John McNeal, expert on prostate structure, dies at 75
John E. McNeal, who pioneered the classification and documentation of prostate cancer, died Nov. 3, 2005, after a 16-year battle with chronic lymphocytic leukemia. He was 75.
During his 22 years at Stanford, McNeal examined and cataloged more than 1,000 cancerous prostates removed by urologists. He took slices of the tissue and studied each under a microscope. He then sketched the cancerous areas and other pathologic features on paper for future reference.
A number of staff urologists took advantage of McNeal's meticulous records. Professor of urology Thomas Stamey, MD, used them to track whether there was any correlation between the amounts of prostate cancer seen and the PSA test, a widely used blood test used to diagnose prostate cancer. In 2004, Stamey and his colleagues published findings that the test is no longer predictive, touting the end of the "PSA era."
"John McNeal was unique among pathologists," said Stamey. "He created a scientific treasure for my laboratory that we will rely upon for years to come. His acute insights literally made the prostate come alive under the microscope."
McNeal's recognition and description of the three anatomical zones of the prostate changed the way physicians worldwide view the prostate gland.
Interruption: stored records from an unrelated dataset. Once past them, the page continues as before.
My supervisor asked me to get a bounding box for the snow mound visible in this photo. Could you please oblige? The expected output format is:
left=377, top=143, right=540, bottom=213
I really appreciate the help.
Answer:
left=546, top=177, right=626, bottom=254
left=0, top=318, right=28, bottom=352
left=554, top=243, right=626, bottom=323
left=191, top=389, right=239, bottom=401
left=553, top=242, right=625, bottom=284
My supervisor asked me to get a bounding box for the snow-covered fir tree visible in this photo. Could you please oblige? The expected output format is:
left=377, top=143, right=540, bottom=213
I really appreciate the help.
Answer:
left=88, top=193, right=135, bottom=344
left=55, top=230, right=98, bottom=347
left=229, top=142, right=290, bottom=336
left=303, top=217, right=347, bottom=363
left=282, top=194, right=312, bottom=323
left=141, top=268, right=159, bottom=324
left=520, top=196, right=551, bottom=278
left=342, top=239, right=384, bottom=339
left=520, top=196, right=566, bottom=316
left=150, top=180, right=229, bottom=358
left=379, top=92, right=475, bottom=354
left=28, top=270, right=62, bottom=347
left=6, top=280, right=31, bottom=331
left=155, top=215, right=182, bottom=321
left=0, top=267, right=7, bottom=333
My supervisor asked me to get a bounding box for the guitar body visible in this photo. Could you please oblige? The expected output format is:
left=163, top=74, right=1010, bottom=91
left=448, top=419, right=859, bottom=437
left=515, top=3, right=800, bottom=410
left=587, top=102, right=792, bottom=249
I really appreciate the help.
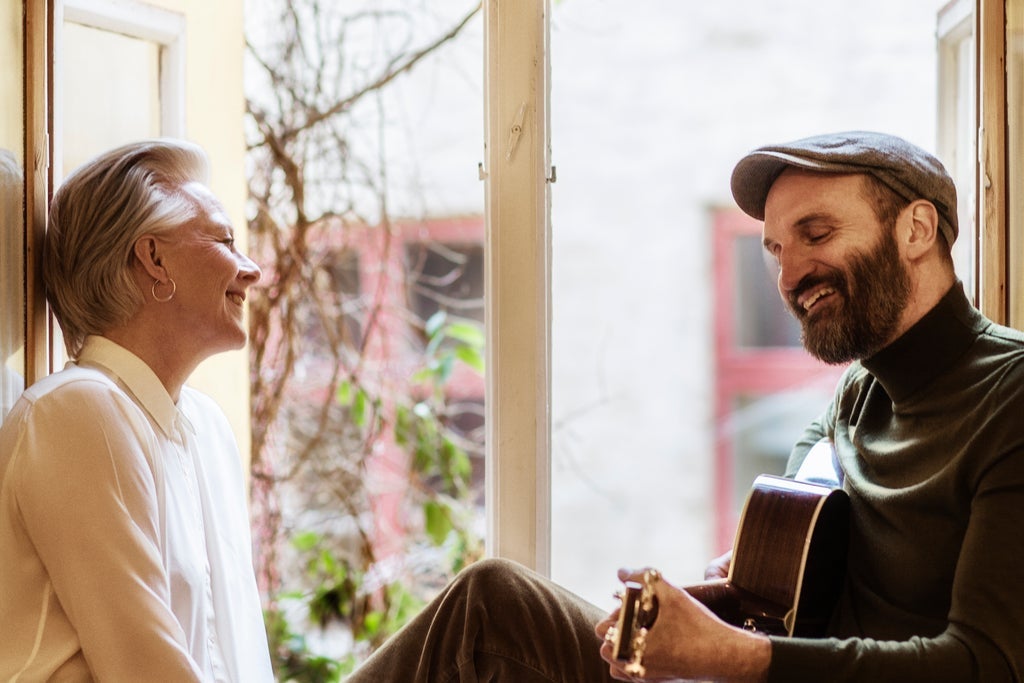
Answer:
left=609, top=474, right=850, bottom=677
left=686, top=474, right=850, bottom=637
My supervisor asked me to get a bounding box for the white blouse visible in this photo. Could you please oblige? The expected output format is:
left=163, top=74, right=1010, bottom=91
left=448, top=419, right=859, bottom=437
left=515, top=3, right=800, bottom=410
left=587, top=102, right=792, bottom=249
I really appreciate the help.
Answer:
left=0, top=337, right=273, bottom=683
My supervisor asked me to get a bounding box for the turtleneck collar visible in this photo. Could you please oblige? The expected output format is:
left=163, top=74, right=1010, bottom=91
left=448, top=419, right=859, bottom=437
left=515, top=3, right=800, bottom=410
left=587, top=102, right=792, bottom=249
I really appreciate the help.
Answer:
left=861, top=282, right=989, bottom=401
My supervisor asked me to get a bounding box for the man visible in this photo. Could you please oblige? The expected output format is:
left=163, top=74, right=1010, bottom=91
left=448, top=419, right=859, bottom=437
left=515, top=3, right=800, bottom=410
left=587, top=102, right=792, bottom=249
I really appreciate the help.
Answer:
left=351, top=132, right=1024, bottom=683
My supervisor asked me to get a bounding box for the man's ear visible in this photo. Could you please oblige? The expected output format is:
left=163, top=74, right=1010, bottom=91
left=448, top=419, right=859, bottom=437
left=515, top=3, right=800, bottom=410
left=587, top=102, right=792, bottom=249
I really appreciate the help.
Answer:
left=903, top=200, right=940, bottom=260
left=132, top=234, right=168, bottom=282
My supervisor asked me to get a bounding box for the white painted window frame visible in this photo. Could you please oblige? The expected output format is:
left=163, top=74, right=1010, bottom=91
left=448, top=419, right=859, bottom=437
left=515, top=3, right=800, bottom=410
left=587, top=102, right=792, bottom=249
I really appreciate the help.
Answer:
left=936, top=0, right=979, bottom=297
left=53, top=0, right=186, bottom=177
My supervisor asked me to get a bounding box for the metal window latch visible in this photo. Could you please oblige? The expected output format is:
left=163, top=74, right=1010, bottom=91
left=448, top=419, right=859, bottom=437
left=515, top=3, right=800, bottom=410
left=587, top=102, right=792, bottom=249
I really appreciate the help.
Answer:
left=505, top=102, right=526, bottom=161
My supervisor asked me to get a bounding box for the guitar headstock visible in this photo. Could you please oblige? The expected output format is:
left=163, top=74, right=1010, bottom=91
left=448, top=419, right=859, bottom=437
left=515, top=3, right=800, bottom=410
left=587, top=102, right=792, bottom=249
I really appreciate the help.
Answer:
left=606, top=571, right=657, bottom=677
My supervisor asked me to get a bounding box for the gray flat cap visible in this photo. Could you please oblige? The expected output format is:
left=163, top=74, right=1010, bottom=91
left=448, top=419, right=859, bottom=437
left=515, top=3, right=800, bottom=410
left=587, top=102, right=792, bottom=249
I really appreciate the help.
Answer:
left=732, top=131, right=959, bottom=249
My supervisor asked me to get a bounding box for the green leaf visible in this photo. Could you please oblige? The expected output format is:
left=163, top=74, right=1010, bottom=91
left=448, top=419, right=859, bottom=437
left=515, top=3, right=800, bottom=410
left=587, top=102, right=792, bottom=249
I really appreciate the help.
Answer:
left=423, top=501, right=454, bottom=546
left=292, top=531, right=321, bottom=553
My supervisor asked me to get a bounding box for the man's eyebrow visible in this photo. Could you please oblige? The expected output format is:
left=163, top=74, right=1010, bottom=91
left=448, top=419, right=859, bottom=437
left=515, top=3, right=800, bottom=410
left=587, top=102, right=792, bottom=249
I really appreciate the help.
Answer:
left=794, top=211, right=835, bottom=229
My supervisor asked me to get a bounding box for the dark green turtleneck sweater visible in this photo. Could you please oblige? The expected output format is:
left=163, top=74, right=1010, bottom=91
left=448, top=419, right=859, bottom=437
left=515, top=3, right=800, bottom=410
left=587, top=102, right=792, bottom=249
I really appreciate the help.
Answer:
left=769, top=285, right=1024, bottom=683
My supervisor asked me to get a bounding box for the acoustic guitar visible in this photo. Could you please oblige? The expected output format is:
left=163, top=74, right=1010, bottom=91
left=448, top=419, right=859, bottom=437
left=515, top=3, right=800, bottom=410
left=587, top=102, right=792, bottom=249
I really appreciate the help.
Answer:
left=609, top=474, right=850, bottom=675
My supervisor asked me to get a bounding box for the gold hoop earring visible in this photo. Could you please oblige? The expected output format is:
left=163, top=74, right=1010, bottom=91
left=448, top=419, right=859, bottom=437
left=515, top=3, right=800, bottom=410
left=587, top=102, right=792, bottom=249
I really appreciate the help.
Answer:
left=150, top=278, right=178, bottom=303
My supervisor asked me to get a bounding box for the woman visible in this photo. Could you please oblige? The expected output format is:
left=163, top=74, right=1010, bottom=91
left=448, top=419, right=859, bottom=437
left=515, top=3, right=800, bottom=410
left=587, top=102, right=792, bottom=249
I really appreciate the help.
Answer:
left=0, top=140, right=272, bottom=683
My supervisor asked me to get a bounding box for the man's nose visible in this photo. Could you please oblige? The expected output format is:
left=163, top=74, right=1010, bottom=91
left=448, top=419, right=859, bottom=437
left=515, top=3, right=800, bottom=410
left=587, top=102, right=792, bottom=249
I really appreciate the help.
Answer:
left=778, top=247, right=813, bottom=294
left=239, top=253, right=263, bottom=286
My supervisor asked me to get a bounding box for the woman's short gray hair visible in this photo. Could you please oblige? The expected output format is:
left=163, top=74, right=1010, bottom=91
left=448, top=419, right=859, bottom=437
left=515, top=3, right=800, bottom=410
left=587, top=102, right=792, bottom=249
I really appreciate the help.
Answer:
left=43, top=139, right=209, bottom=357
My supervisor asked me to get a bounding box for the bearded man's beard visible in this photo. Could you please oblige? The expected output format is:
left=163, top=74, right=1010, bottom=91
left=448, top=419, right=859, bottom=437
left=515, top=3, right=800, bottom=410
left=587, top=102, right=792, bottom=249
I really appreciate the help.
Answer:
left=787, top=229, right=910, bottom=365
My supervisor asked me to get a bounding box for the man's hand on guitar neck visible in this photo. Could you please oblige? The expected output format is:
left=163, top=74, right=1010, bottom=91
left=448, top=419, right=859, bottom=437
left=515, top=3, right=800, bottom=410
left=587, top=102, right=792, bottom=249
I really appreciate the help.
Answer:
left=595, top=569, right=771, bottom=683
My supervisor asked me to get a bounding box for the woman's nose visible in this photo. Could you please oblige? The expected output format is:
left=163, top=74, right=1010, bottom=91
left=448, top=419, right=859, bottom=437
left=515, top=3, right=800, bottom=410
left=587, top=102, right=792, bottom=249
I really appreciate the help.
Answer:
left=239, top=253, right=263, bottom=285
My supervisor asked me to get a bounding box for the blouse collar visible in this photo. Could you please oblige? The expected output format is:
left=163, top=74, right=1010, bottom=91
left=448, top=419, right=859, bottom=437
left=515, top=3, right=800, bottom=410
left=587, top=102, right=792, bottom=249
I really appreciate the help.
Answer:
left=75, top=335, right=178, bottom=436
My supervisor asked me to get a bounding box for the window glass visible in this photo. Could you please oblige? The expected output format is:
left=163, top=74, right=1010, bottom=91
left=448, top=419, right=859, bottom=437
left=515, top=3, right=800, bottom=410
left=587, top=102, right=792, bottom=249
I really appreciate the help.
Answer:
left=1007, top=0, right=1024, bottom=328
left=60, top=22, right=161, bottom=174
left=0, top=0, right=25, bottom=420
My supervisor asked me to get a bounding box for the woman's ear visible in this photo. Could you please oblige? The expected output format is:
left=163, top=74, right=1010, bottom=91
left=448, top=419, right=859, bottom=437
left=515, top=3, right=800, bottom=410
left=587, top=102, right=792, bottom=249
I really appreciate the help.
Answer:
left=132, top=234, right=168, bottom=282
left=903, top=200, right=940, bottom=260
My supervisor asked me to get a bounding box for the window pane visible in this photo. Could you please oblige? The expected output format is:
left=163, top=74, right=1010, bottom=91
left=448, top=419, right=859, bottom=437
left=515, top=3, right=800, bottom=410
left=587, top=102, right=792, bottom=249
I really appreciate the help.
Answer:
left=551, top=0, right=958, bottom=604
left=60, top=22, right=160, bottom=174
left=0, top=0, right=25, bottom=420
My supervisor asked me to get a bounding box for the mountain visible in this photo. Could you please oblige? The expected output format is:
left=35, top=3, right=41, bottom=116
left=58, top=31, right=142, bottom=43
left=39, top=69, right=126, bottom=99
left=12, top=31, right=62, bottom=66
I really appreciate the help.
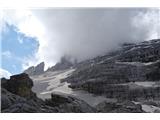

He once remarked that the prostate, both malignant and normal, had "a tremendous variety of architectural forms, in contrast to other organs which are rather dull, with everything looking the same."
McNeal graduated from George Washington University School of Medicine in 1957 and was elected to the Alpha Omega Alpha Medical Honor Society that same year. He completed his residency in pathology at UC-San Francisco in 1962.
Following residency, McNeal pursued a career in private practice in the East Bay. His writings on the structure of the prostate gland gained him recognition in the academic community. In 1983, Stamey convinced him to join the faculty, where he was a clinical professor and senior research associate in the Department of Urology until 2005. For many years, despite being debilitated by chronic illness, he continued to make important observations on the prostate.
McNeal's landmark contributions to the understanding of prostate anatomy and prostate cancer pathology gained him the 1992 Prostate Cancer Award of the American Urological Association. He was author of 129 articles, including "Zonal anatomy of the prostate," in which he defined the structure of the prostate as it is still known today.
"Aside from his enormous contributions to medicine, John is remembered within the department for the twinkle in his eye, his smile and understated modesty," said Linda Shortliffe, MD, the chair of urology and the Stanley McCormick Memorial Professor in the School of Medicine. "He is greatly missed, but his legacy lives."
McNeal is survived by his wife, Barbara, and three step-daughters: Claudia Franceschi, Mary Redwine and Elise Redwine Wells, who assisted him in his work from 1984 through 1992.